3) The bull vs. bear split is now clear—and tomorrow may amplify it
Going into the next open, the market is effectively choosing between two narratives:
Bull case (strategic platform expansion):
- Armis strengthens ServiceNow’s “AI control tower” pitch by adding broad asset visibility and cyber exposure management that can feed automated workflows. [28]
Bear case (expensive M&A and uncertain synergies):
- The deal price implies a steep valuation multiple, and critics argue cybersecurity exposure management may not translate cleanly into ServiceNow’s core workflow DNA without heavy execution risk. [29]
Because tomorrow’s session is short, you may see sharper-than-usual swings between those two interpretations—especially if additional sell-side notes hit the tape.

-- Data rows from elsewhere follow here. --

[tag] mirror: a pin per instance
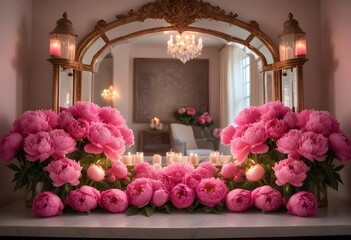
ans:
(163, 16)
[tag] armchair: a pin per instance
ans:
(183, 140)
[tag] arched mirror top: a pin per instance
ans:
(179, 15)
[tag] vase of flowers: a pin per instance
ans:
(65, 150)
(185, 115)
(289, 151)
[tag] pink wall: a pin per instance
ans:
(336, 49)
(15, 19)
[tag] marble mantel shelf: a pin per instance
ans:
(335, 220)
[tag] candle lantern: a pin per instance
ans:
(62, 53)
(292, 51)
(292, 42)
(63, 39)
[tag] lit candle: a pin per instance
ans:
(127, 159)
(177, 158)
(138, 158)
(194, 159)
(55, 48)
(223, 159)
(157, 159)
(169, 156)
(300, 48)
(71, 51)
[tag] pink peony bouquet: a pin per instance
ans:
(289, 152)
(80, 145)
(185, 115)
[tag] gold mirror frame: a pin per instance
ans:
(180, 15)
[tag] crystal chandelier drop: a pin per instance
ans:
(184, 48)
(109, 94)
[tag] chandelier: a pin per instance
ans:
(109, 94)
(184, 48)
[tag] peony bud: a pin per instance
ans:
(96, 173)
(255, 173)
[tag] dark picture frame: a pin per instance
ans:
(162, 85)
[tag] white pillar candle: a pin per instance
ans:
(177, 158)
(169, 156)
(194, 159)
(156, 159)
(138, 157)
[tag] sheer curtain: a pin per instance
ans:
(239, 85)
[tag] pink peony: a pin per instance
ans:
(255, 173)
(238, 200)
(176, 171)
(114, 200)
(10, 145)
(182, 196)
(290, 171)
(266, 198)
(84, 199)
(166, 180)
(248, 115)
(117, 171)
(139, 192)
(143, 169)
(313, 146)
(63, 171)
(63, 143)
(101, 140)
(192, 179)
(289, 143)
(211, 191)
(227, 134)
(47, 204)
(160, 197)
(251, 140)
(290, 120)
(78, 128)
(276, 128)
(38, 146)
(303, 204)
(96, 172)
(340, 144)
(228, 170)
(112, 116)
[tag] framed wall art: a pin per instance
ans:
(162, 85)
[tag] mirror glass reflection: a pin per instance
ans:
(236, 72)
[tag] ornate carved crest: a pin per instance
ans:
(180, 13)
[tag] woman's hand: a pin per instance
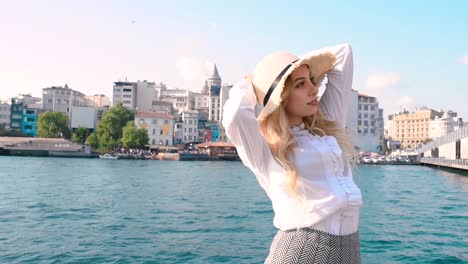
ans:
(249, 77)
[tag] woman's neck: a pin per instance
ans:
(294, 121)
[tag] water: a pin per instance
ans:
(56, 210)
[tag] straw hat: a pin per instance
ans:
(271, 73)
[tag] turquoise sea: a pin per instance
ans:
(55, 210)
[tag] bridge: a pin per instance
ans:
(449, 151)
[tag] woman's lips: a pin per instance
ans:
(313, 102)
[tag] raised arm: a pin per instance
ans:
(335, 99)
(243, 131)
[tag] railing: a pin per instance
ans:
(444, 160)
(450, 137)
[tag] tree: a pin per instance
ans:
(109, 131)
(11, 133)
(80, 135)
(92, 140)
(53, 125)
(133, 137)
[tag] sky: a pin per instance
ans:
(406, 53)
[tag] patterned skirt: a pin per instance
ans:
(306, 245)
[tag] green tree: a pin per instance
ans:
(80, 135)
(53, 125)
(133, 137)
(109, 131)
(92, 140)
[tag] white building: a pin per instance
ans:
(61, 99)
(138, 96)
(443, 125)
(190, 126)
(5, 114)
(145, 95)
(164, 106)
(178, 132)
(85, 117)
(99, 100)
(352, 118)
(181, 99)
(125, 93)
(201, 102)
(160, 127)
(370, 124)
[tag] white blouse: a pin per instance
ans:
(331, 200)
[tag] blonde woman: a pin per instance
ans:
(299, 153)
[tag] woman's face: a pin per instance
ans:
(302, 98)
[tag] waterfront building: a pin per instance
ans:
(160, 127)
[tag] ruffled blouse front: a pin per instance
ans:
(327, 198)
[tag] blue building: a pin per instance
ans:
(29, 124)
(23, 119)
(16, 117)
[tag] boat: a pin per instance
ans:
(108, 156)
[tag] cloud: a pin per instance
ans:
(386, 87)
(193, 72)
(406, 102)
(382, 80)
(464, 60)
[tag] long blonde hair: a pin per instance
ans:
(276, 131)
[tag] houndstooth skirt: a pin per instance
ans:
(307, 245)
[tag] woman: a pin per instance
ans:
(299, 153)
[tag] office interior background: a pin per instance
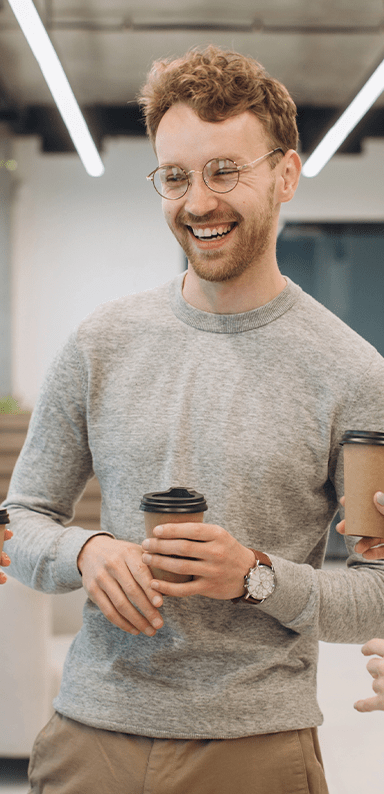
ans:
(69, 242)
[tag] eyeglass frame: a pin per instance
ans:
(151, 176)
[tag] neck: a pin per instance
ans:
(242, 294)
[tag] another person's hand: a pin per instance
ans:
(4, 559)
(116, 579)
(370, 548)
(215, 559)
(376, 668)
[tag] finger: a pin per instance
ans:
(177, 590)
(190, 530)
(369, 544)
(111, 613)
(375, 645)
(341, 527)
(128, 597)
(187, 567)
(182, 547)
(374, 554)
(379, 501)
(118, 609)
(370, 704)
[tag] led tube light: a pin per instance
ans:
(347, 121)
(53, 72)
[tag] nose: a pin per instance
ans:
(199, 199)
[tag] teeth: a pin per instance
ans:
(216, 232)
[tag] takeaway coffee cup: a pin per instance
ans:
(175, 506)
(363, 477)
(4, 519)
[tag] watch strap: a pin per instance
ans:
(260, 558)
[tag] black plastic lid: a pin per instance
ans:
(175, 500)
(363, 437)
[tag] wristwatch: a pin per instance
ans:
(259, 582)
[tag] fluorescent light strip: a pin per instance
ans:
(347, 121)
(53, 72)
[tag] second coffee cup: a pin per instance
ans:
(363, 477)
(175, 506)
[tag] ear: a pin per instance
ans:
(288, 180)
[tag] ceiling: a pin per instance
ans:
(322, 50)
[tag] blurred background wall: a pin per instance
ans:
(73, 242)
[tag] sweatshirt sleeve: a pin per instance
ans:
(344, 606)
(50, 475)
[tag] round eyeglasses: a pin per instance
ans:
(221, 175)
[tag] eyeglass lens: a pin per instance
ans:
(220, 175)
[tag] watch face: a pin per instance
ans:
(261, 582)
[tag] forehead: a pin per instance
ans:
(183, 138)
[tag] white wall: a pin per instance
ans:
(80, 241)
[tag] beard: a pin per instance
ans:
(253, 239)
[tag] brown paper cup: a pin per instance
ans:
(363, 477)
(153, 520)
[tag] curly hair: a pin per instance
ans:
(218, 84)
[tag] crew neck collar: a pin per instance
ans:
(231, 323)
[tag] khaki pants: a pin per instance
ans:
(71, 758)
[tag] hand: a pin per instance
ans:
(116, 579)
(376, 668)
(4, 559)
(216, 560)
(370, 548)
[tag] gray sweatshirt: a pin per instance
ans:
(249, 409)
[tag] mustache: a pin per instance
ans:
(187, 219)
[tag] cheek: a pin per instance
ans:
(169, 212)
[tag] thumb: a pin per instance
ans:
(379, 501)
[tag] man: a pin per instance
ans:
(234, 382)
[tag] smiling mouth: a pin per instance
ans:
(215, 233)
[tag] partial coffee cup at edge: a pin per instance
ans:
(4, 519)
(363, 477)
(178, 505)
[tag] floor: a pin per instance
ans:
(352, 743)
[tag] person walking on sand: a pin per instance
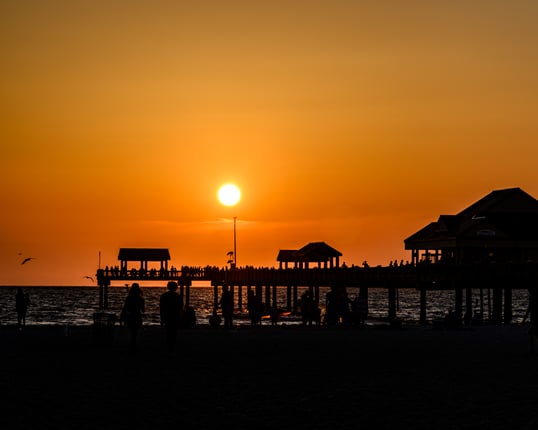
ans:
(227, 305)
(132, 314)
(171, 310)
(22, 301)
(532, 315)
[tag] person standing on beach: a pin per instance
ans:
(132, 314)
(532, 315)
(171, 311)
(227, 305)
(22, 301)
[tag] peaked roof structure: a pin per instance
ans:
(144, 255)
(505, 219)
(314, 252)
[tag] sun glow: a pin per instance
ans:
(229, 194)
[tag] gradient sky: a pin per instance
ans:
(354, 123)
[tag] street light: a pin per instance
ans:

4) Don’t ignore the governance headline that hit after close
The CEO agreement/severance 8‑K is not the primary driver today, but it’s the kind of filing that:
- gets picked up by governance-focused desks,
- influences how investors think about succession planning during major integration work,
- and can become a background factor in valuation discussions.
If you see tomorrow morning commentary referencing “leadership runway through 2030,” this is what they’re talking about. [30]
A quick premarket checklist for NOW stock (Dec. 24 open)
Before 9:30 a.m. ET tomorrow, here’s what’s worth scanning:
- Premarket price + spreads: expect thinner liquidity due to the holiday early close. [31]
- Any new analyst notes: especially around valuation, integration timing, and capital structure (Wells Fargo’s “strategic fit, but narrative noise” framing is likely to be echoed). [32]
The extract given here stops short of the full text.